- Date opened: 1989
- Location: Islamabad, Pakistan
- Land area: 725 acres

= Islamabad Zoo cum Botanical Garden =

The Islamabad Zoo cum Botanical Garden is a large zoo and botanical garden located in Islamabad, Pakistan. The concept of establishing the Zoo-Botanical Garden combination was integrated into Islamabad's Master Plan back in 1968. This facility holds the distinction of being the most expansive joint zoo and botanical garden in Pakistan.

==History==
In 1989, an expanse of 725 acres of land located in the Bani Galla region, spanning across four designated areas (Mohra Noor, Phulgran, Atthal, and Mallot) within Islamabad, was designated for the use of the Zoological Survey of Pakistan. This allocation was made in accordance with an agreement, and the Zoological Survey of Pakistan was granted physical possession of the land by the Capital Development Authority. Following a directive from the Chief Executive Secretariat in 2002, a comprehensive process to accurately demarcate the aforementioned land was set in motion. As part of this process, the Survey of Pakistan undertook the task of erecting a total of 160 boundary markers to define the limits of the 725-acre land parcel.

==Controversies==
In 2019, the Auditor General of Pakistan (AGP) has initiated an investigation into the Ministry of Climate Change's inability to create a botanical garden, despite having been granted ownership of 583 acres of land for this purpose nearly two decades ago.
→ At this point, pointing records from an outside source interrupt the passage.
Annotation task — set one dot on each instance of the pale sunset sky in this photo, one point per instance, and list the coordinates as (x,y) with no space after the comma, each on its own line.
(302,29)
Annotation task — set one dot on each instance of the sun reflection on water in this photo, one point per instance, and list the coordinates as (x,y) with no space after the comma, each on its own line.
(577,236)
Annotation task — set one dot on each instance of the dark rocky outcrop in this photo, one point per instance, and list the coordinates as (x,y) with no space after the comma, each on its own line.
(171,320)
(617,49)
In May 2022, satellite imagery unveiled a substantial area of the safeguarded Zoo-cum-Botanical Garden adjacent to Bhara Kahu had been illicitly seized by private developers. The available information indicates that these private builders took down pillars originally set up for constructing residential buildings, evidently driven by financial motives. As the government had previously erected a total of one hundred and sixty boundary pillars with the intention of safeguarding the 725-acre expanse of the Zoo-cum-Botanical Garden.